Famous for its clubbing culture, Ibiza is known for offering some of the best nights out in the world. While it definitely is the place to go for unbeatable clubs, this reputation somewhat overshadows the island’s amazing cultural heritage – and I think that’s a real shame.
So, today I’m going to be talking about how you can get away from the party atmosphere and discover a different side to the island. To do so, I’ll focus on the attractions of Ibiza Town, which in Catalan is known as Eivissa – so don’t be confused if you hear it referred to by the latter name. By the way, you can find decent hotels in the heart of the city at http://www.sovereign.com/.

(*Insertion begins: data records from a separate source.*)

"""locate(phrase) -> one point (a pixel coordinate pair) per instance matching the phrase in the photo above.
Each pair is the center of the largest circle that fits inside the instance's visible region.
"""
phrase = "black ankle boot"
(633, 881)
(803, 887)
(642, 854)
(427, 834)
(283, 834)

Ibiza Town – an introduction
Like the island as a whole, Ibiza Town has a deservedly excellent reputation for its clubs and bars – but let’s leave the nightlife talk there. You’ll find this charming city on the south-east coast of the island, where it’s divided into two quite distinct parts. One is Eixample, which is the newer area, and the other is the old town, known as Dalt Vila and the focus of my post today.
Being the oldest part of the city, Dalt Vila is filled with cobbled streets peppered with Gothic Catalan architecture. To give you some idea of just how important the buildings and cultural attractions here are, the whole place has been designated a UNESCO World Heritage Site.

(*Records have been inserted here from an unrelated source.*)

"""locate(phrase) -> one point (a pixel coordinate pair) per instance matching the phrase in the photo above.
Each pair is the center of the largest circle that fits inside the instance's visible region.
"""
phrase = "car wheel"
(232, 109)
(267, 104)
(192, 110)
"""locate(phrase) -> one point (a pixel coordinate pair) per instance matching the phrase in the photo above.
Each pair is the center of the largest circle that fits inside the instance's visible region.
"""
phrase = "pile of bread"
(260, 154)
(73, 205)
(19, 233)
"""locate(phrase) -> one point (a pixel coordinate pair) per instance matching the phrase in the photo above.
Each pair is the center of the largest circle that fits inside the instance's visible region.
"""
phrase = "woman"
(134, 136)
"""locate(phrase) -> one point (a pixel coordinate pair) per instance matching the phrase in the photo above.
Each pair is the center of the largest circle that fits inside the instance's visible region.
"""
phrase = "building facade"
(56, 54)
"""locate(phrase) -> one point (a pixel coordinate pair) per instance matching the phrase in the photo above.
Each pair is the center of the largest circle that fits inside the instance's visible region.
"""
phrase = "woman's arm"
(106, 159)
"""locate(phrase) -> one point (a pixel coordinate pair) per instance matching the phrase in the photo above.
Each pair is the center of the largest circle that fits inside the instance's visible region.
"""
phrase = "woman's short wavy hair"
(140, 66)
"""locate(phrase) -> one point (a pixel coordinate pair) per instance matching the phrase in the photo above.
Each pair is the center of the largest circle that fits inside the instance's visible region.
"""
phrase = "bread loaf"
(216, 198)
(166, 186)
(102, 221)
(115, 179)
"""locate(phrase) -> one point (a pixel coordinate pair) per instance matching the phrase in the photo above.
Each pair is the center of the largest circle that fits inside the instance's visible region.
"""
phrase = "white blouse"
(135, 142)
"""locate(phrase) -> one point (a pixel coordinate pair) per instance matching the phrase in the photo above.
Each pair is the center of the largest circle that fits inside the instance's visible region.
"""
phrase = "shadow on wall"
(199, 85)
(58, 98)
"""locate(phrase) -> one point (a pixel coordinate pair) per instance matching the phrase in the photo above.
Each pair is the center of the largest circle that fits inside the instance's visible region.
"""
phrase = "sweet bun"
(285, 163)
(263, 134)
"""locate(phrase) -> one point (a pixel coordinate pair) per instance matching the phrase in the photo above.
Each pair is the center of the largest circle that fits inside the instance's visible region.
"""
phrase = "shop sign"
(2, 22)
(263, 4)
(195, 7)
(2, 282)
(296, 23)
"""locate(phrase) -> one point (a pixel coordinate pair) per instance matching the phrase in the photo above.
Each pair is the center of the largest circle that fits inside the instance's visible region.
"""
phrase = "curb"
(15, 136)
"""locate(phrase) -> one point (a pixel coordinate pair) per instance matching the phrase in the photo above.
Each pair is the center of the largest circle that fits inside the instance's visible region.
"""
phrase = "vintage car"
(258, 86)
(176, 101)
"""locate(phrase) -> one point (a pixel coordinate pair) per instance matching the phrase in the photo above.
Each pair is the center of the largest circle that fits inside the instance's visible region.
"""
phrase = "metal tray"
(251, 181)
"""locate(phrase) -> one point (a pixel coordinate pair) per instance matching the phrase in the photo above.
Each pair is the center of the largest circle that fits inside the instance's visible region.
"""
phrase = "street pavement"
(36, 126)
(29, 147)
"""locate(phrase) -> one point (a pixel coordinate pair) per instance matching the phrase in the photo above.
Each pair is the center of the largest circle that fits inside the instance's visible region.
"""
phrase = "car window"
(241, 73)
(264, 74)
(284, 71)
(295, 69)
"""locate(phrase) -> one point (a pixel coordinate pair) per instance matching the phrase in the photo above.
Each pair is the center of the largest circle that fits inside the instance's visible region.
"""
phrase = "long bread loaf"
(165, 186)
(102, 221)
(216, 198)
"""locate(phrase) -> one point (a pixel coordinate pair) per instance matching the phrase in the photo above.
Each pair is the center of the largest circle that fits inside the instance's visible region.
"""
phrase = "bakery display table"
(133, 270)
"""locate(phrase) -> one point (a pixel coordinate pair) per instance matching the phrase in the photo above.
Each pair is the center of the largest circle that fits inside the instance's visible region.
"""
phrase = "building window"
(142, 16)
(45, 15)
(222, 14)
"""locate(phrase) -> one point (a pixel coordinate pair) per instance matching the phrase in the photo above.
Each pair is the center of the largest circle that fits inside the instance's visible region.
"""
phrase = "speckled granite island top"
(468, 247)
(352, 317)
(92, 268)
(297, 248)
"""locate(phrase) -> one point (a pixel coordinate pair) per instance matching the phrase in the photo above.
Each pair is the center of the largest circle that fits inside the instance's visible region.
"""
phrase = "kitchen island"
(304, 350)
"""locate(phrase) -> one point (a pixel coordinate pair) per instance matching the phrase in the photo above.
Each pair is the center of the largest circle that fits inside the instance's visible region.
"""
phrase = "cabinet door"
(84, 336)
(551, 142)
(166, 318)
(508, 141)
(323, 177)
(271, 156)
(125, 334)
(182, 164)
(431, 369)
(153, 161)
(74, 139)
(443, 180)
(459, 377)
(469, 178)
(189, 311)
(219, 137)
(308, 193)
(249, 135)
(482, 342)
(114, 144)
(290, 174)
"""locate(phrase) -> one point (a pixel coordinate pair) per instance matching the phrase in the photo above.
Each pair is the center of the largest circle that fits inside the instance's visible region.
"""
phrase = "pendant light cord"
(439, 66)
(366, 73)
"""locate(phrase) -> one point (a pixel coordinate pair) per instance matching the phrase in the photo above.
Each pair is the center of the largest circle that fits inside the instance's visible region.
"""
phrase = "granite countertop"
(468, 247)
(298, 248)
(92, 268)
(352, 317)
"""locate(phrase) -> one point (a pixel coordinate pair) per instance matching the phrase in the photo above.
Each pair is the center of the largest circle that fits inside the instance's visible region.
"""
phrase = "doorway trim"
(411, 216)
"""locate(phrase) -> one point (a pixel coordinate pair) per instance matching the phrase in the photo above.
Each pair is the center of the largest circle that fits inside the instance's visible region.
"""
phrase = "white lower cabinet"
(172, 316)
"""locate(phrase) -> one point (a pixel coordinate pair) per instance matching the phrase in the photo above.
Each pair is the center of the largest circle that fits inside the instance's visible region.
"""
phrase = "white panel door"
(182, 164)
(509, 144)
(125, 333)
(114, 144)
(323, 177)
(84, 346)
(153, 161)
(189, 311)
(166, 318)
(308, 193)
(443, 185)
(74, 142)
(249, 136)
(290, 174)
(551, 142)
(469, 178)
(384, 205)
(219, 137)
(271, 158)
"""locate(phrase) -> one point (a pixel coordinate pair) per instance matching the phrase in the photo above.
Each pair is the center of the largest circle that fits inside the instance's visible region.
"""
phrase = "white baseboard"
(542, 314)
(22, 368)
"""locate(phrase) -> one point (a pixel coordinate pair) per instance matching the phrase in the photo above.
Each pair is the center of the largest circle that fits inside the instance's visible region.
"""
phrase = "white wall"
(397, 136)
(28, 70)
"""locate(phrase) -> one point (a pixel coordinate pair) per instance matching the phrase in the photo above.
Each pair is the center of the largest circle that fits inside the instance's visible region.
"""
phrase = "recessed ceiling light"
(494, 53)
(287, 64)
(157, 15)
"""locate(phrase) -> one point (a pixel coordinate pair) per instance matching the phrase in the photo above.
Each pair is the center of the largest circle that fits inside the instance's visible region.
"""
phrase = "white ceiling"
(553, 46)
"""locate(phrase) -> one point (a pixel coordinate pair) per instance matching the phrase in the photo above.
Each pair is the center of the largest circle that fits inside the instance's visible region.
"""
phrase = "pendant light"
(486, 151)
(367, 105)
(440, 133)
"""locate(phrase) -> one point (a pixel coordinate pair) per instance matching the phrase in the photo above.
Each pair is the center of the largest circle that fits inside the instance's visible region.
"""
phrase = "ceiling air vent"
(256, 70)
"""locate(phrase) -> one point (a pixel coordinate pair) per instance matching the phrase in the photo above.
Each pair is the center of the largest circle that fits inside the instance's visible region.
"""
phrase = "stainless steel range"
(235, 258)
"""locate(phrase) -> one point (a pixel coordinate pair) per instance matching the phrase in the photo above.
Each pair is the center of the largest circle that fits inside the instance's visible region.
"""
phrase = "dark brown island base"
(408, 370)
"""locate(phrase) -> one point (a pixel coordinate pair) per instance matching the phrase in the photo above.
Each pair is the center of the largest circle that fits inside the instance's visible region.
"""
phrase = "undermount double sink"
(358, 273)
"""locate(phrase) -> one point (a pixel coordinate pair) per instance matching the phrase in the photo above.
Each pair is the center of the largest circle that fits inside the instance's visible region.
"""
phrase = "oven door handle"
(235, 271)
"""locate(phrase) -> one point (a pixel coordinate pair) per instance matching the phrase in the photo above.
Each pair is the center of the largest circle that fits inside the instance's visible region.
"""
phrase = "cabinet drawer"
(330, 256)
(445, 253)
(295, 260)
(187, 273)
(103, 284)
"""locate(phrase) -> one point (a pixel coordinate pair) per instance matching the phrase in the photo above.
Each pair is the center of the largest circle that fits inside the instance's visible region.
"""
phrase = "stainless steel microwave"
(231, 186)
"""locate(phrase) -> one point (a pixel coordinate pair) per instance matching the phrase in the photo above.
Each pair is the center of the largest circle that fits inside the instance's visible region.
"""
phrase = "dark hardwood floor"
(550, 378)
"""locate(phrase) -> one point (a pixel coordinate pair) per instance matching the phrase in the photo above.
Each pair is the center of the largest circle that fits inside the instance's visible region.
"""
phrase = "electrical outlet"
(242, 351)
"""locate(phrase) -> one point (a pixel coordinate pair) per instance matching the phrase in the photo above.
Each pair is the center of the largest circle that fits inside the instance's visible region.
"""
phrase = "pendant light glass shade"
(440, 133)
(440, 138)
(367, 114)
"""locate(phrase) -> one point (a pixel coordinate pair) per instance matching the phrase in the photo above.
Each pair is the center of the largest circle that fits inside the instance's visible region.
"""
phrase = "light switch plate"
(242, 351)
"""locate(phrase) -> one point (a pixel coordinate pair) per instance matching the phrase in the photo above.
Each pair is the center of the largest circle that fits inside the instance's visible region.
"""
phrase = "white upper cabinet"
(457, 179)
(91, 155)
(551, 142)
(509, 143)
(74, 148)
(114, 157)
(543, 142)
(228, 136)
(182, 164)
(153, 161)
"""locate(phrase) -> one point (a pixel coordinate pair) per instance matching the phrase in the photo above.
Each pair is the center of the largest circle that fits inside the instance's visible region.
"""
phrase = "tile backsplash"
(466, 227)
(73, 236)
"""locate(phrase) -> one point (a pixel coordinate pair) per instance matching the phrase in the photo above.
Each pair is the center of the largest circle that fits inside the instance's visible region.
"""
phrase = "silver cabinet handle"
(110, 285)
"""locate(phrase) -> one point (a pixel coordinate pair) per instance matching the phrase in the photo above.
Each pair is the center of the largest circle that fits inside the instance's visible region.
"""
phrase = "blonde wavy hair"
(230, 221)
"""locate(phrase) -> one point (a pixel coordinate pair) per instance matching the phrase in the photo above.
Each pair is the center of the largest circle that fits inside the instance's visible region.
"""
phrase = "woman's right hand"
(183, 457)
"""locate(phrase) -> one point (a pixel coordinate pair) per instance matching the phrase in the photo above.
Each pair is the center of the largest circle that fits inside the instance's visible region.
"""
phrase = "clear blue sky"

So, that begs the question ‘what shouldn’t I miss?’ – and below you can find the answer.
The defensive walls around Dalt Vila
Topping my list are the defensive walls that hem in Dalt Vila. These were built back in the 16th century as a means of protecting the city from invasion (namely from the Turks) and they’re dotted with several impressive gateways, including the Portal de Ses Taules and the Portal de Soto es Fosc. Having taken some 40 years to build, today the walls mark out the most historic part of this exciting city.
Next up we have Ibiza Castle, which sits in the Plaza de la Catedral (as, by the way, do my next two suggestions – conveniently a lot of Dalt Vila’s major attractions are in one place!). An interesting addition to the castle is the Almudaina, which once held military and administrative installations.
While this part of the building was only joined to the castle in the 18th century, it dates back to the 1500s and excavations have uncovered ruins from the 12th and 13th centuries, revealing its long history.
The first thing that’s likely to strike you about Ibiza Cathedral is that it looks a little bit more like a fortress than a place of worship, thanks to its strong and plain exterior. It dates back to the 14th century, when it was built in a Gothic style – but a quick glance is all it’ll take to tell you that the building you’re looking at is more recent. In fact, it was restored in the 18th century in the Baroque style.
Archaeological Museum of Ibiza and Formentera
Last up we have the Archaeological Museum of Ibiza and Formentera, which is a great place to get a feel for the islands’ past. Spanning several buildings, this museum displays a huge array of objects that cover a staggering 3,000 years of history – so make sure you leave plenty of time to explore!
The collection starts at prehistory and continues through to the Christian reconquest, spanning several themes, including Phoenician colonisation and Moorish medieval times.